4. D’autre part, aux termes de l’article R825-3 du code de la construction et de l’habitation : « Lorsqu’il est saisi d’une demande de remise gracieuse de dette relative à un trop-perçu au titre d’une aide personnelle au logement ou d’une prime de déménagement, sans que soit contesté le bien-fondé de la dette, l’organisme payeur en accuse réception par tout moyen permettant de lui conférer date certaine, dans les quinze jours suivant la réception de la demande (…) ».
5. Mme C… a déclaré auprès de la CAF au titre de l’année 2023 un montant de frais réels entrant dans le champ des charges nettes imposables de 1 5184 euros.
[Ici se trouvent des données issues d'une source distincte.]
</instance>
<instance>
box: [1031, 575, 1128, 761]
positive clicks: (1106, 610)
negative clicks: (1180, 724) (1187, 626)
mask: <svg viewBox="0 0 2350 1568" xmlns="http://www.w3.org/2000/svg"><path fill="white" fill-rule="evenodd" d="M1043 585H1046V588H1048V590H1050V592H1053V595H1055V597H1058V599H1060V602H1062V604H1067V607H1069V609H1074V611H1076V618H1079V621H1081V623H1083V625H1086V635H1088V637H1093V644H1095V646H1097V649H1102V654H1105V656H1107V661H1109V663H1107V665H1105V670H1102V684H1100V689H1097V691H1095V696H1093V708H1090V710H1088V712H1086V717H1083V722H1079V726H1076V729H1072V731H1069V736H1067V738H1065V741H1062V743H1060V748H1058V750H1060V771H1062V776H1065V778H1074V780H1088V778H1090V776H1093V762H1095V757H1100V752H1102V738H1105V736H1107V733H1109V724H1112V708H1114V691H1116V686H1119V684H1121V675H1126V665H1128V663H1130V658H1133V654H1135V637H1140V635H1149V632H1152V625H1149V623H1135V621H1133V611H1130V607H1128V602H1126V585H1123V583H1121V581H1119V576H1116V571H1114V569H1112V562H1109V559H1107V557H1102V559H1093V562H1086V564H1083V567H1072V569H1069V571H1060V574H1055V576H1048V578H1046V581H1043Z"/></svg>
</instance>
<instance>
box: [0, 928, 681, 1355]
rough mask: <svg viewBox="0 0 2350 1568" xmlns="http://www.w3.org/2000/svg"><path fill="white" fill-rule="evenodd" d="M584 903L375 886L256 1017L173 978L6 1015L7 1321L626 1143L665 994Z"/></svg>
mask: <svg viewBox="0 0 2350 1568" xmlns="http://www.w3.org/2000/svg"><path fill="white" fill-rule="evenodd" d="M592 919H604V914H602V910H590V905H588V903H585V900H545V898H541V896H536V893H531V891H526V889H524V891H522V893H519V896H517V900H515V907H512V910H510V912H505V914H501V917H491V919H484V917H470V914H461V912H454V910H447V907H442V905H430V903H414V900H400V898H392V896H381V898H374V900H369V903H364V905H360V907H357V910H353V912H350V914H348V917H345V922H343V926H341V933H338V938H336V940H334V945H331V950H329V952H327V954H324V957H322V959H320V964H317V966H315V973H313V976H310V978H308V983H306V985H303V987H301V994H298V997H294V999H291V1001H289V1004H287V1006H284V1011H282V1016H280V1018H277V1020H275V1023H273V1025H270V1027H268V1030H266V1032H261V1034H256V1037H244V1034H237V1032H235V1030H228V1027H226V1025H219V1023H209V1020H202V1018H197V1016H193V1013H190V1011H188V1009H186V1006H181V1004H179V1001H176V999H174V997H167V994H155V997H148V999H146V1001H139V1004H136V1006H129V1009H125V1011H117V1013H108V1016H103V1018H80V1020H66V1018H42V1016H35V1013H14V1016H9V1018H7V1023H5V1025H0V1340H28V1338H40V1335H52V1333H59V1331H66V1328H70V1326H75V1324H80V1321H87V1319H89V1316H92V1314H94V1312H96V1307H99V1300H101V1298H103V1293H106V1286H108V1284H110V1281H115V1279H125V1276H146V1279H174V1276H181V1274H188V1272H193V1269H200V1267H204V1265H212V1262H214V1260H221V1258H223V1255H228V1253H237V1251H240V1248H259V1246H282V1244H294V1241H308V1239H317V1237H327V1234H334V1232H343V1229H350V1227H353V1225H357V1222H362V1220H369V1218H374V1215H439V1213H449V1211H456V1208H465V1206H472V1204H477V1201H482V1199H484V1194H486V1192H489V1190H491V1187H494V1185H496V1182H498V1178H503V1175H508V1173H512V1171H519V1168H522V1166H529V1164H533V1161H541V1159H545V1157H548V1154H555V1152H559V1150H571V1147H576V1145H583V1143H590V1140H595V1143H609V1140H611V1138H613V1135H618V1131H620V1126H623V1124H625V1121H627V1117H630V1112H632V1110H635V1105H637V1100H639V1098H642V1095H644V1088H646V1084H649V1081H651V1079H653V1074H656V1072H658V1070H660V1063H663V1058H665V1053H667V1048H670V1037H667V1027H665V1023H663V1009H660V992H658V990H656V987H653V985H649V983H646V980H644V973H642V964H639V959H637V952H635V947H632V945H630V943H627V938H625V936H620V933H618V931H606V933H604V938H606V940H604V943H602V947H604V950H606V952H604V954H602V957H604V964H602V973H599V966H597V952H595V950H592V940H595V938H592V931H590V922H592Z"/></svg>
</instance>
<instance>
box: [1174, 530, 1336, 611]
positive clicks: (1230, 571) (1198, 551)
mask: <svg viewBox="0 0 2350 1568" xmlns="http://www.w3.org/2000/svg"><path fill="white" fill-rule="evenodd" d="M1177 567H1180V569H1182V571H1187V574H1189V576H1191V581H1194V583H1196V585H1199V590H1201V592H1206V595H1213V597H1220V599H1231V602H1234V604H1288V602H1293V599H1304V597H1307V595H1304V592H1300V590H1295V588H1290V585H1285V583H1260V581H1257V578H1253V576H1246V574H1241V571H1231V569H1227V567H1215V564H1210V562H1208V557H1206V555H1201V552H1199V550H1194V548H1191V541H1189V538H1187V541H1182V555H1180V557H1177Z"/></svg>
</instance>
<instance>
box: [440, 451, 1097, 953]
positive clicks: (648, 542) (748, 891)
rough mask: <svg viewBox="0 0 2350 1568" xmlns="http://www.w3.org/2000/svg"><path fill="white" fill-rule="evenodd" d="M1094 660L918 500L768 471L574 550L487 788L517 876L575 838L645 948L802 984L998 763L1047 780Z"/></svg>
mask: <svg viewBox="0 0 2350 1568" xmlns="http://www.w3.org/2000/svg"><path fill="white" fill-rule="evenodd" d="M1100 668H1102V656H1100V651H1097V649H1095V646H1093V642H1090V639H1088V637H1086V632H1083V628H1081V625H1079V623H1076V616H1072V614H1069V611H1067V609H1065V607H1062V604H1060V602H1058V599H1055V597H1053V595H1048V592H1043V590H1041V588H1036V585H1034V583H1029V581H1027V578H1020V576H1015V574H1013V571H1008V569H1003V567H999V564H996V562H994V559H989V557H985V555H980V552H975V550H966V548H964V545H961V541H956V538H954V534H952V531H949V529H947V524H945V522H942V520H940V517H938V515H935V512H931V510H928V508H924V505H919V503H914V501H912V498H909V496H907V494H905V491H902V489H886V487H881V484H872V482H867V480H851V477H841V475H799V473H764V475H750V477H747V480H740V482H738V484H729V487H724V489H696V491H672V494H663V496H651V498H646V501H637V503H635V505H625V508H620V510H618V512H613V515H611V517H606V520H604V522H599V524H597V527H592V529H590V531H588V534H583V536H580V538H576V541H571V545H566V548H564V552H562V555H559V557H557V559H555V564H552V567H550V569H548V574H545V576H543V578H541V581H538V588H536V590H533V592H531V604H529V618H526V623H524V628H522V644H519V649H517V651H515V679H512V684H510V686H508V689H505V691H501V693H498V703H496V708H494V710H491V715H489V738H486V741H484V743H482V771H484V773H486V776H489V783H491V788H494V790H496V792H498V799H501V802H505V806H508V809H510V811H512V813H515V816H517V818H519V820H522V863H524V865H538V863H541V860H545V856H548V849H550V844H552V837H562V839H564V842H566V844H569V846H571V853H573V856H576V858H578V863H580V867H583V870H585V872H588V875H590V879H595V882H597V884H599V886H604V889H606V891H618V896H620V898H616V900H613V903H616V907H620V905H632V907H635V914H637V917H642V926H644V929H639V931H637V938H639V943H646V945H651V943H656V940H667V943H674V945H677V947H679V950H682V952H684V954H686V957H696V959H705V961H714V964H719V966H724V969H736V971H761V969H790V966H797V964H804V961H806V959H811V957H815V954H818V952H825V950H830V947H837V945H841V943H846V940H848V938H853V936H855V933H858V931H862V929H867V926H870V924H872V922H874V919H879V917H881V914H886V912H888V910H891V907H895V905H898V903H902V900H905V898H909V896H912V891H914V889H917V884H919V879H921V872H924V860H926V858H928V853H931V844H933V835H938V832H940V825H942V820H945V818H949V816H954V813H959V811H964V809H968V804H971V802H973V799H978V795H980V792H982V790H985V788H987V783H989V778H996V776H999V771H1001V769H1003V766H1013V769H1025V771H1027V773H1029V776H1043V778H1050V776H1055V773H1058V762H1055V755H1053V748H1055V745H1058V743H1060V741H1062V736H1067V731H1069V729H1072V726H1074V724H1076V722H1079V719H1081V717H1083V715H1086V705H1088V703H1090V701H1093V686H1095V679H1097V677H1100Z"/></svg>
Or, ce montant n’apparaît pas dans la déclaration d’impôt établie pour la même année par l’intéressée comme l’atteste le document versé par la CAF en défense, qui n’a donné lieu à aucune observation ni explication de la part de l’intéressée. Dans ces conditions, la CAF a pu régulièrement procéder à la régularisation du calcul du montant de l’aide personnelle au logement après réintégration de la somme dans l’assiette des ressources de son foyer et en conclure que Mme C… ne remplissait pas les conditions pour bénéficier de l’aide litigieuse pour la période de référence allant du mois de mars au mois d’octobre 2024. Par suite, Mme C… qui ne conteste d’ailleurs pas le principe de la dette, n’est pas fondée à invoquer une erreur de la CAF pour s’exonérer de sa dette.
6. Par ailleurs, si elle évoque une situation financière dégradée, la requérante ne fournit aucun élément justificatif permettant de considérer que la situation de précarité dont elle fait état serait telle qu’elle ne pourrait rembourser le solde de l’indu laissé à sa charge, réduit à concurrence de la moitié en définitive après remise partielle de la dette, alors qu’elle peut solliciter un échéancier de paiement adapté à sa situation financière. Dans ces conditions, les conclusions de Mme C… tendant à la remise gracieuse de l’intégralité de sa dette doivent être rejetées.
D É C I D E :
Article 1er : La requête de Mme C… est rejetée.
Article 2 : Le présent jugement sera notifié à Mme B… C… et à la caisse d’allocations familiales de La Réunion.
Rendu public par mise à disposition au greffe le 18 février 2026.
La magistrate désignée,
N. TOMI
La greffière,
S. LE CARDIET
La République mande et ordonne au préfet de La Réunion en ce qui le concerne ou à tous commissaires de justice à ce requis en ce qui concerne les voies de droit commun, contre les parties privées, de pourvoir à l’exécution du présent jugement.